NEPDC leverages the expertise of multiple partner organizations to provide client assistance across all stages of commercialization, including:
- Early stage product and market evaluation
- Technology assessment
- Regulatory pathway planning and execution
- Prototype development
- Laboratory and animal testing
- Pre-clinical and clinical evaluation
- Comparative effectiveness clinical trial design
- Commercialization planning and execution within the pediatric research and innovation community
This network -which includes links to industry, academia, and the greater clinical community- has been created to help clients overcome the unique challenges surrounding the development and translation of pediatric and orphan products for clinical and consumer use.
Pediatric Technology Sourcing and Assessment Core
The Sourcing and Assessment Core, led by CIMIT, oversees evaluation and facilitation of device ideas and offers technology sourcing expertise based on over 15 years of medical device development experience. Members of this Core have experience evaluating technical and commercial feasibility, regulatory hurdles, clinical relevance, intellectual property and technology transfer, market evaluation, cost estimation, and financing opportunities.
Pediatric Device Clinical Evaluation Core
The Clinical Evaluation Core is comprised of the Institute of Pediatric Innovation, pediatricians, and representatives across multiple pediatric clinical sub-specialties. Members assist clients by helping to develop the infrastructure and tools needed for pre-clinical evaluations, including laboratory and animal testing. This group also provides clinical feedback and guidance on the “next steps” in the pathway from idea submissions through clinical testing. The Clinical Evaluation Core works closely with the Comparative Effectiveness & Clinical Research Core to develop a cohesive assessment plan that best addresses regulatory concerns.

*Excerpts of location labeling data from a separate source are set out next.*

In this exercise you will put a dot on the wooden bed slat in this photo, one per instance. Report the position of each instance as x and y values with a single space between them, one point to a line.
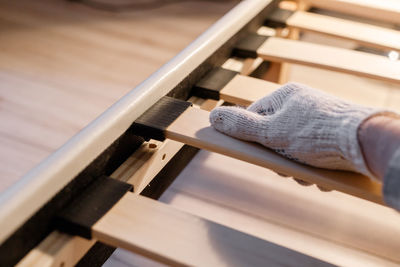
160 232
384 10
362 33
193 128
330 58
243 90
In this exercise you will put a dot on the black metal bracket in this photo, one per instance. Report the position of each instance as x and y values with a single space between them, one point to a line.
211 84
154 122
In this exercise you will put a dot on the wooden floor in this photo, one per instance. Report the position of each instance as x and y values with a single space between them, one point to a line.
63 64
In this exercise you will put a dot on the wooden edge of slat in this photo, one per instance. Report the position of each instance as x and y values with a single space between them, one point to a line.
170 236
193 128
362 33
387 11
58 249
244 90
330 58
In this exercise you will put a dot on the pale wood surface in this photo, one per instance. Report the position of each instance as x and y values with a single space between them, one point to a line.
331 58
335 227
387 10
362 33
63 64
161 232
68 66
193 127
244 90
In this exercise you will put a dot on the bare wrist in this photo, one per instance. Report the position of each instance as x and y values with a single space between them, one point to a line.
379 138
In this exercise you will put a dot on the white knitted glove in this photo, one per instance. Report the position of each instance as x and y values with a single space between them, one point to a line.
302 124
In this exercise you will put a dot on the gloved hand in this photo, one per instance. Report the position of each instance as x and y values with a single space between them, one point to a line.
302 124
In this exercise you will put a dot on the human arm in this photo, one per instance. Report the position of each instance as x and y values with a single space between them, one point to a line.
311 127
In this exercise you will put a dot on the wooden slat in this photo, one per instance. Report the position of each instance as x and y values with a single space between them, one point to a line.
362 33
384 10
158 231
246 196
331 58
244 90
193 128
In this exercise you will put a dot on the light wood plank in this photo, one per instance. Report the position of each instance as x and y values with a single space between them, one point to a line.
303 214
158 231
193 128
383 10
331 58
244 90
362 33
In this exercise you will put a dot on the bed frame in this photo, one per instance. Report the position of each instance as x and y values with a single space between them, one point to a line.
77 205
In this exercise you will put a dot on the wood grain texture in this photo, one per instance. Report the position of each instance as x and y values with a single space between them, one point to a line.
244 90
193 128
364 34
387 10
334 227
331 58
174 237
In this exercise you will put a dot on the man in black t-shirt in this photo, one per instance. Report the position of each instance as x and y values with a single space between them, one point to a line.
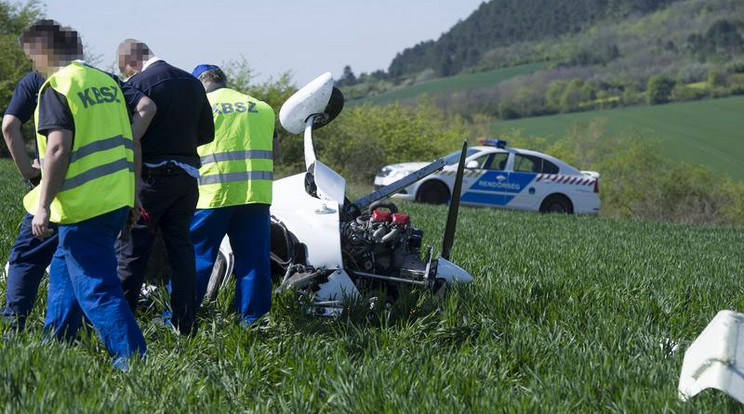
29 256
169 189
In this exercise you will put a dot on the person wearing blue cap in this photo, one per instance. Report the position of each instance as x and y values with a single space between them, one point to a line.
235 187
170 171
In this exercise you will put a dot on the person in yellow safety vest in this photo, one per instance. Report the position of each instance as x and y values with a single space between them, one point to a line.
235 193
89 155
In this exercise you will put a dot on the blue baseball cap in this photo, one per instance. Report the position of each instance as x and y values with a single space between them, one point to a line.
203 68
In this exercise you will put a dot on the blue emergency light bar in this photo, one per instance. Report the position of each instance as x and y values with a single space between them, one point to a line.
493 142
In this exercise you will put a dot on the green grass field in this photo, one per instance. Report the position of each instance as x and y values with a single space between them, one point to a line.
452 84
709 132
566 314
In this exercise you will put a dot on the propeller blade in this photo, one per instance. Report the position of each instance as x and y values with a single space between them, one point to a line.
449 230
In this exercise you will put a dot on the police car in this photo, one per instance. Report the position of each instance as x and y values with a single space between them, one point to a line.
500 176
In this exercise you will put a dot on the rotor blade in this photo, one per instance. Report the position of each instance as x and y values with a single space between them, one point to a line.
449 230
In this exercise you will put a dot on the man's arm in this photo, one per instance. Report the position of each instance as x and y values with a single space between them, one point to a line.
276 152
206 123
56 161
141 118
14 141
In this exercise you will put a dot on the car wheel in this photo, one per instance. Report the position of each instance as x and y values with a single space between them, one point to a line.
557 203
433 193
218 278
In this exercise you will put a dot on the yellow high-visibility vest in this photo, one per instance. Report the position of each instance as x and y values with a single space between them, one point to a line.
238 166
100 176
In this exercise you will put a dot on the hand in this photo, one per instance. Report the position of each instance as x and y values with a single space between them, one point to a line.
135 212
40 224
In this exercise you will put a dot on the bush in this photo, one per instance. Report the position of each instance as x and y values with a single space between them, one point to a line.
365 138
659 89
637 181
685 93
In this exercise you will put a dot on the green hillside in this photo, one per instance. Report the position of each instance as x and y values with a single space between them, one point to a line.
708 132
565 314
452 84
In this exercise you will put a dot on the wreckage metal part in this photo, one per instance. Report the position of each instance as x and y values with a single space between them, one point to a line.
363 203
392 279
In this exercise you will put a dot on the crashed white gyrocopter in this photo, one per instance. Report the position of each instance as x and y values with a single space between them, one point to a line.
329 248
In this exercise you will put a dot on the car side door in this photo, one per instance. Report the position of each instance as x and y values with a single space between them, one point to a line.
485 186
522 191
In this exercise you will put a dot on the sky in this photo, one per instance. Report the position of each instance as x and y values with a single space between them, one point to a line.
305 37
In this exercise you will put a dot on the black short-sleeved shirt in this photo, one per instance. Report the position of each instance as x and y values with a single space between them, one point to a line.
54 112
184 117
23 102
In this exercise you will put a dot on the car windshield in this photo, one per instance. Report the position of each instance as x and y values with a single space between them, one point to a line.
454 157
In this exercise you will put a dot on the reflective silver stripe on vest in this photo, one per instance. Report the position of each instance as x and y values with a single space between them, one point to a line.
101 145
238 155
97 172
233 177
97 146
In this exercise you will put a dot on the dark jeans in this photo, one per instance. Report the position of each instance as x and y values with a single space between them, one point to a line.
170 201
27 262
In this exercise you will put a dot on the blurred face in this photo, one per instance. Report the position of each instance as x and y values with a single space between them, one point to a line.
39 54
45 58
127 64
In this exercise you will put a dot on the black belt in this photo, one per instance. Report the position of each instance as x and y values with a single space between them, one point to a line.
169 168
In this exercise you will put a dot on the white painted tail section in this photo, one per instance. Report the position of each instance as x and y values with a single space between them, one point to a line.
716 358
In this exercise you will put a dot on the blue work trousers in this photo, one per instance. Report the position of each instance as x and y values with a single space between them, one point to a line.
83 280
29 257
249 229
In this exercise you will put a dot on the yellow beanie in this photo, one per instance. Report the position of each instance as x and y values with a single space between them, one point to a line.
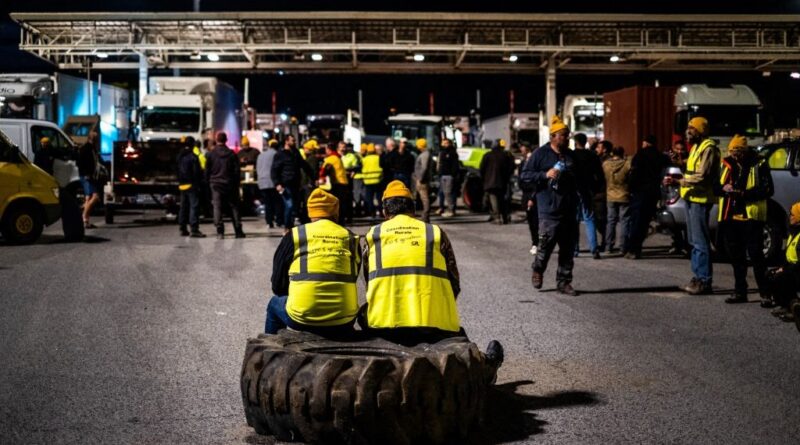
322 204
556 125
700 124
737 143
396 189
796 211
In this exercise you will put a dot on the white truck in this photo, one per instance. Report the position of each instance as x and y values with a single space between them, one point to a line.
730 110
190 106
64 100
584 114
516 128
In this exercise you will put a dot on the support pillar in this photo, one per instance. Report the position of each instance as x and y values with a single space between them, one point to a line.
142 76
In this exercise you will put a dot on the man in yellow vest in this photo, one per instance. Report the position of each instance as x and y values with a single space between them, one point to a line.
784 282
744 186
333 177
412 278
372 175
314 274
697 189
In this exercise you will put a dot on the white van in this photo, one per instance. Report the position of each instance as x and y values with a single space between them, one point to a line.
27 135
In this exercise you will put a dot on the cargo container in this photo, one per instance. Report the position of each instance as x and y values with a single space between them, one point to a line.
631 114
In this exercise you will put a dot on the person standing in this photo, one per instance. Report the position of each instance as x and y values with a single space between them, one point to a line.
591 181
496 169
553 167
423 172
528 186
190 181
448 168
617 169
647 166
332 176
372 175
745 185
697 188
269 196
223 174
88 160
287 168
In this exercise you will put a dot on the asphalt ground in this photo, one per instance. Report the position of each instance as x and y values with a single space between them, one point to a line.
137 337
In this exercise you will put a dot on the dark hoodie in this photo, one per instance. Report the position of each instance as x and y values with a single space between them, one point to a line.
222 168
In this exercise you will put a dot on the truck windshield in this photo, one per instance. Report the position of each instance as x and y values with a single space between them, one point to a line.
727 120
417 130
588 118
171 119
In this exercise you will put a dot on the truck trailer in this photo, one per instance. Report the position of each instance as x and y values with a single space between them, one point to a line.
60 98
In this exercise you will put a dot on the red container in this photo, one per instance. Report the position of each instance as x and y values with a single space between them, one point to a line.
633 113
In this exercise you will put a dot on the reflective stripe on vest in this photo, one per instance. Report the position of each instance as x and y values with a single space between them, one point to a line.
322 276
371 171
698 193
791 249
757 210
408 281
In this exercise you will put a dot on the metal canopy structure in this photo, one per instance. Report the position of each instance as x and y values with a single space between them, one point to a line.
393 42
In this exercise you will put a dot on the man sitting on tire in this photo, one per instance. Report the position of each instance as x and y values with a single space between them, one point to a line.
314 274
412 278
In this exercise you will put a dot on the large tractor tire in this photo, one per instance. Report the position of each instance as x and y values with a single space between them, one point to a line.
297 386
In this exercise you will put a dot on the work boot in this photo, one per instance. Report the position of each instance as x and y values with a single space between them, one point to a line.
537 279
737 297
567 289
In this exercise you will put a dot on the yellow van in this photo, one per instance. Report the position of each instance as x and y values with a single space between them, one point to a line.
28 196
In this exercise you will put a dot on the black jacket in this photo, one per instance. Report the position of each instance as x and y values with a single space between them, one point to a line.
189 171
497 166
554 203
287 167
448 164
222 168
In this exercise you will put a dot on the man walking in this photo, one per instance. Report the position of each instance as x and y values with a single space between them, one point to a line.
745 185
423 171
496 169
190 180
553 167
287 176
646 167
448 168
224 175
269 196
697 188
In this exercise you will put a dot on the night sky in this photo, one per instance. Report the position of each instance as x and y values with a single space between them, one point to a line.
454 94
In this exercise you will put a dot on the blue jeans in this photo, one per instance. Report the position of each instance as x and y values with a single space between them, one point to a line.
586 214
277 318
700 240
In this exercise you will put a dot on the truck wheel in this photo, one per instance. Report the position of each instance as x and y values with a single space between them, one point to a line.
301 387
472 193
22 224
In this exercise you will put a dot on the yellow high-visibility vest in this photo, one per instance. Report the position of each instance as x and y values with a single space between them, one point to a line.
698 193
791 249
322 276
408 281
756 211
371 171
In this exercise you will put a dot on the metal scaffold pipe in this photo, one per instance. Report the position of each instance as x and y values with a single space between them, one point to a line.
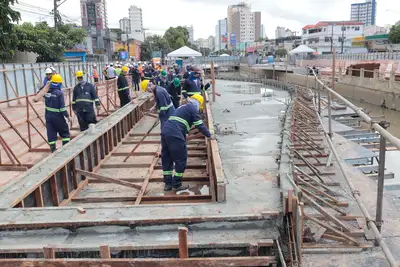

Pediatric Technology Development Core
The Technology Development Core has existing capacity and expertise to work with and/or advise NEPDC clients to design, build, test, and transfer to manufacturing technology concepts. This team is comprised of members from Simbex and Thayer School of Engineering including professionals in electromechanical systems, materials research and testing, industrial design, software interfacing, and computer modelling. Simbex, as a medical device development company, has intimate knowledge of the development process. They facilitate navigating the full medical device regulatory and documentation requirements, inclusive of modules for Design History File development and maintenance, regulatory evaluation and submission to FDA, and manufacturing of medical devices to GMP requirements. Resources through the relationship with the Thayer School of Engineering at Dartmouth College provides additional means for prototyping design projects, academic engagement, and a link to the Office of Entrepreneurship and Technology Transfer at Dartmouth College.
Comparative Effectiveness Clinical Research Core
The Comparative Effectiveness & Clinical Research Core provides education, services and training to help clients develop and propose relevant and practical clinical trials to support the validation and translation of pediatric devices. This team is comprised of physicians and health care and policy professionals from The Dartmouth Institute for Health Policy and Clinical Practice who can dramatically improve the success rate of pediatric technology commercialization. Services include assisting clients collect data for FDA medical device requirements, clinical implementation and evaluation of efficacy, and providing necessary clinical data for reimbursement considerations. NOTE: This Core is well-positioned to provide advice to clients on appropriate trial design; however, execution of comparative effectiveness trials, which likely requires additional funding from third parties, is beyond the scope of NEPDC.